The magnitude of my emotional response to a patient's death seems to depend on how long I've been caring for them, the severity of their illness (how much I could see it coming,) and other factors, such as their age. I'm not saying one death is better or worse than another (or more or less sad), just that some factors seem to produce a larger emotional response. Obviously, the longer I've known the patient, the more I've connected with them and their family. If a patient has a terminal illness that has been progressing over months, we can prepare for the likelihood/inevitability of their death. And it tends to be easier to rationalize/intellectualize deaths in older patients. I'm not saying it's still not sad. So it tends to be that the most emotionally upsetting deaths are in young, previously healthy patients. I am thankful that I only care for adults - I don't think I could handle the death of a child.
I think it's good to feel a range of emotions. Would it be inappropriate to feel good when a sick patient gets better? Why should it be bad to feel sad when one dies? As long as it doesn't keep you from caring for other patients. It's hard to say if it gets easier to deal with death over years of a career. I had deaths that were upsetting as an intern. Five years later, I've also had patient deaths that were upsetting to a similar degree.
People become doctors because they care about human life and want to help people. I think it's a natural reaction to have a range of emotions when someone who you want to help dies. I don't think it would be good to ignore or suppress that.
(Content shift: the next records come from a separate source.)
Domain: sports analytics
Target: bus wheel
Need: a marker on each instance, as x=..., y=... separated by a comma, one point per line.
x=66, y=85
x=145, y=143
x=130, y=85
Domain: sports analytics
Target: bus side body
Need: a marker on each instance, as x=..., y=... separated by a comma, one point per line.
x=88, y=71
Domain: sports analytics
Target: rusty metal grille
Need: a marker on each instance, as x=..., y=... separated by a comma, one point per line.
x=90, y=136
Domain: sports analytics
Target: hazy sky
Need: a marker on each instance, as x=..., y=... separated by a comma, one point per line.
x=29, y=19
I prefer to acknowledge it, think about it in context, and reflect on what could have been done differently.
Most of the deaths I've dealt with in the ICU were incredibly ill patients - multisystem organ failure, on ventilators, multiple pressors (drugs to keep the blood pressure up), dialysis, etc. Their outlook was very poor. In the unlikely event they had ended up surviving their illness, they would have faced a poor quality of life. I can look to these facts to help ease (rationalize) the impact. But then I talk to their famly and no longer see numbers or machines, I see the human impact on the loved ones who are affected.
I think the best I can do as a doctor when someone is going to die (after all medical options have been exhausted) is to try to allow them to die with some dignity, and keep the family informed to how their loved one is doing.